Time & Location
Nov 03, 2023, 9:00 AM – 4:00 PM
1808 4th St, 1808 4th St, Meridian, MS 39301, USA
About the event
Friday-Saturday November 3-4, 2023 Adults $10 Student/Child - Free Friday Student/Child - $5 on Saturday
The 20th Anniversary Soulé Live Steam Festival in Meridian, Mississippi will show how things were made and how hard people worked back in the early 20th century. These workers’ efforts in the past have helped improve the standard of living we enjoy today. This event is hosted at historic Soulé Steam Feed Works, America’s last intact steam engine factory. Always held on the first Saturday of November, this year the festival falls on Friday and Saturday, November 3-4, 2023 from 9 a.m. to 4 p.m. This event attracts visitors from across the country. Last year visitors came from 21 states. The founders of the Industrial Heritage Museum and Soulé Live Steam Festival, believe that preserving and interpreting America’s industrial heritage is very important. The Soulé company closed in 2002 and was purchased by a local businessman, Jim McRae. McRae desired to preserve this important part of history. Today, only three (out of five total) similar sites have been preserved and are open to the public. Soulé Steam Feed Works historic factory site tells the story of early 20th century invention, industry and workers like no other place in America. Here visitors can see the manufacturing process from raw material to finished product. More than 100 volunteers and steam-enthusiasts work to make this museum and event possible.
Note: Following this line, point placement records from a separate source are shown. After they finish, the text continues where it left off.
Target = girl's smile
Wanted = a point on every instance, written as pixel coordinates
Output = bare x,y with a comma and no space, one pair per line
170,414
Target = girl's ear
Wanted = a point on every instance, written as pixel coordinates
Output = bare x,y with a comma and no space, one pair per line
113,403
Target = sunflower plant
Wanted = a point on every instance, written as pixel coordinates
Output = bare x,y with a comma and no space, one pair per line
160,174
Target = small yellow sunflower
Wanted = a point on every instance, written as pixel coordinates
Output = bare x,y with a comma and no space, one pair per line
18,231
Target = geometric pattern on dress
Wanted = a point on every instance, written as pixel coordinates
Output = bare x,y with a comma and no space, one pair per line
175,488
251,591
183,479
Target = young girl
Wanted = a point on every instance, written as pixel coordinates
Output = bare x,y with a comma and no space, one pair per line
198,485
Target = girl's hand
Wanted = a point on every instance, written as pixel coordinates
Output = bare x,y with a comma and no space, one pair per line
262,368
The Soulé factory buildings date to the turn-of-the-20th century. Most of the original equipment and fixtures still remain in place and are in operation during the festival. The 1907 machine shop still uses the original 106’-long, belt-driven drive shaft to power equipment. As you walk through the foundry—a state-of the-art industrial building when it was built in 1917—you’ll find the Paxson Cupola Furnace, which was fired by coke and produced tons of molten iron weekly. The Pattern Shop, housed on the second floor of the foundry, is complete with antique woodworking equipment. The foundry’s core-making department is another rare feature that survives.